派遣は在職中の転職活動が難しい5つの理由

派遣で働きながら転職活動をするのは「正社員より身軽そう」と誤解されがちだが、実際にはそうでもない。
派遣という働き方は、転職活動と最悪の相性を持つ。勤怠の制約、心理的圧迫、そしてスピード勝負という派遣の特性。
これらが重なり、派遣の在職中転職は難しいという結論に行き着く。
目次
面談に行くための一歩が重すぎる
派遣社員が在職中に顔合わせなどの転職面談に行こうとすると、まず「抜けるための許可取り」という面倒な儀式が始まる。
派遣先に許可を取り、派遣元にも連絡し、双方の顔色を伺いながら時間を確保する必要がある。正社員のように上司にだけ許可を取って午後半休で面談に行くという軽やかな動きは許されない。
派遣は二重管理の檻の中にいるため、外に出るだけで面倒である。この構造は 派遣の契約構造を見れば理解できるが、理解したところで状況が改善するわけではない。
逃げたい気持ちが判断力を鈍らせる
派遣の職場は当たり外れが激しく、外れを引いたときのストレスは強烈である。
理不尽な指示、属人化した業務、意味不明な派遣先ルール。こうした環境に長くいれば、誰だって冷静さを失う。
結果として、とにかく今の現場から離れたいという衝動が強まり、求人の質を冷静に見極める余裕がなくなる。転職活動は本来戦略的に進めるべきものだが、派遣の疲弊状態では戦略どころか正常な判断すら難しい。これは典型的な認知バイアスの罠である。
退職日の調整が地味に難しい
派遣は契約期間が明確に定められているため、辞めるにも契約更新のタイミングが基本である。
転職先に来週から来てほしいと言われても、即答できない。
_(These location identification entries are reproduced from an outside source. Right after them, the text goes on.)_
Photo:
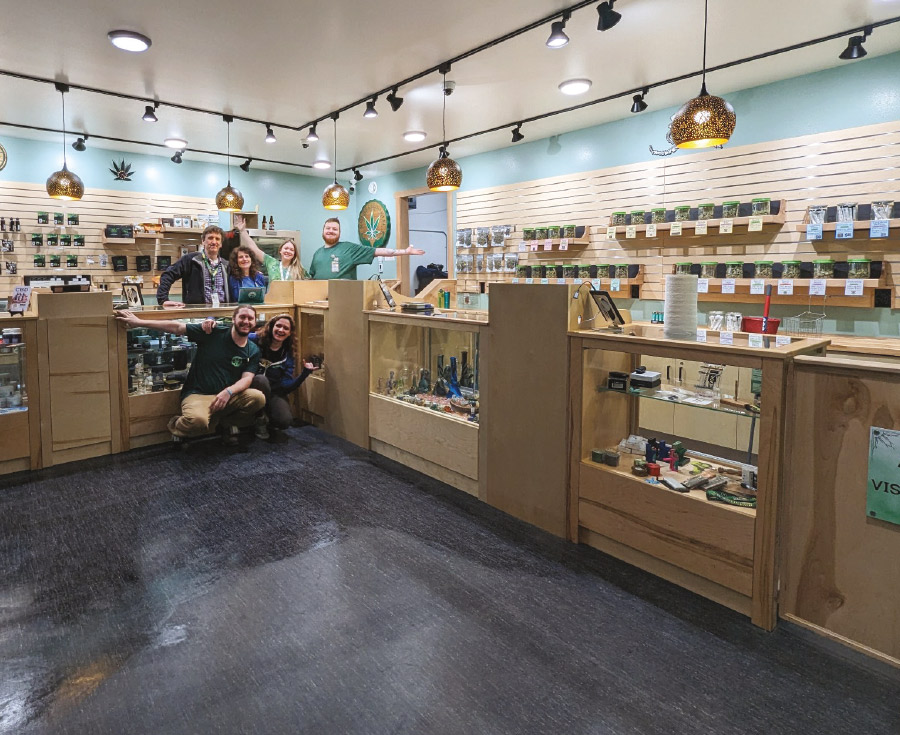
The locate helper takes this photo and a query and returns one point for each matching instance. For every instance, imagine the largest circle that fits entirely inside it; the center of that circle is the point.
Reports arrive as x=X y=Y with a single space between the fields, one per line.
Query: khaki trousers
x=195 y=419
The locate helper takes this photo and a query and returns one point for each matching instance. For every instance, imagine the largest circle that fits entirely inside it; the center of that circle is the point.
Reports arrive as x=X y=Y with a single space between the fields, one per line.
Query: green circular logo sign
x=374 y=224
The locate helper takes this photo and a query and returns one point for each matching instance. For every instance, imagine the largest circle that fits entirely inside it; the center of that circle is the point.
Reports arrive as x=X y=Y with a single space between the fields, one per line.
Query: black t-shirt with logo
x=219 y=362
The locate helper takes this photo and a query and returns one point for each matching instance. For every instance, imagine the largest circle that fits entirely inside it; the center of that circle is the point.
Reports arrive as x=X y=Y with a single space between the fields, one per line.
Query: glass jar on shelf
x=882 y=209
x=823 y=268
x=790 y=269
x=815 y=213
x=859 y=268
x=683 y=213
x=730 y=210
x=846 y=212
x=761 y=206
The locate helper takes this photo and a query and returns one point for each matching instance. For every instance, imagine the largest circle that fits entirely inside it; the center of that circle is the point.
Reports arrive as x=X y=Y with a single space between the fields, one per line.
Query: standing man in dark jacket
x=204 y=275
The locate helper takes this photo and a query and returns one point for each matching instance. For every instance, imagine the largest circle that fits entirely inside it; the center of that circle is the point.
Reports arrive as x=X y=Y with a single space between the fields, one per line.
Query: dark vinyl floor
x=312 y=587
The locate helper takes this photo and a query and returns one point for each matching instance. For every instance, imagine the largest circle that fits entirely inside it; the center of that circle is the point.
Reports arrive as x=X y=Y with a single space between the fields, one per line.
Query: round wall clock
x=374 y=224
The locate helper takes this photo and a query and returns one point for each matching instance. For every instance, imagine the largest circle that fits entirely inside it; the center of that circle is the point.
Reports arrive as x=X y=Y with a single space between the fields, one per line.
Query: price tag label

派遣元は引き継ぎを求め、派遣先は契約を盾に引き止める。
結果として、転職先とのスケジュールが噛み合わず、せっかくの内定が流れることすらある。派遣は身軽に見えて、契約という鎖でしっかり固定されている。
在宅なら融通が利くが出社では応募すら困難
在宅勤務なら電話やメール返信やWeb面談もスムーズにできるため、転職活動との相性は良い。
しかし、出社勤務の場合、求人紹介の電話に出られず、メール返信も遅れ、面談時間も確保が難しい。
せっかく良い求人があっても、も応募プロセスそのものが進まないことも珍しくない。この差は在宅勤務の転職活動と出社勤務の制約の違いが如実に表れる部分である。
派遣の転職活動はスピード勝負であり遅れた瞬間に負ける
派遣の求人は早い者勝ちの側面が強い。派遣会社からの返信が遅れれば、他の候補者に枠を取られ、面談日程が確定しなければ採用されるチャンスすらない。
派遣市場はスピードが命であり、返信の遅さは致命的なデメリットになる。派遣の転職活動は常に時間との戦いである。
派遣の転職活動は難しいのは派遣勤務の罠
派遣で在職中に転職活動をするのが難しいのは、個人の努力不足や工夫の差ではない。
派遣という働き方そのものが、転職活動との相性が悪いからだ。正社員と違って勤務開始日に融通が利きづらく、スピード勝負の市場特性が重なるのだから、難しくて当然である。
結果的に契約満了日までに次の仕事を決めることが難しいと言うのが派遣の実情である。派遣は自由に見える檻であり、その檻をどう抜けるかが転職成功の鍵になる。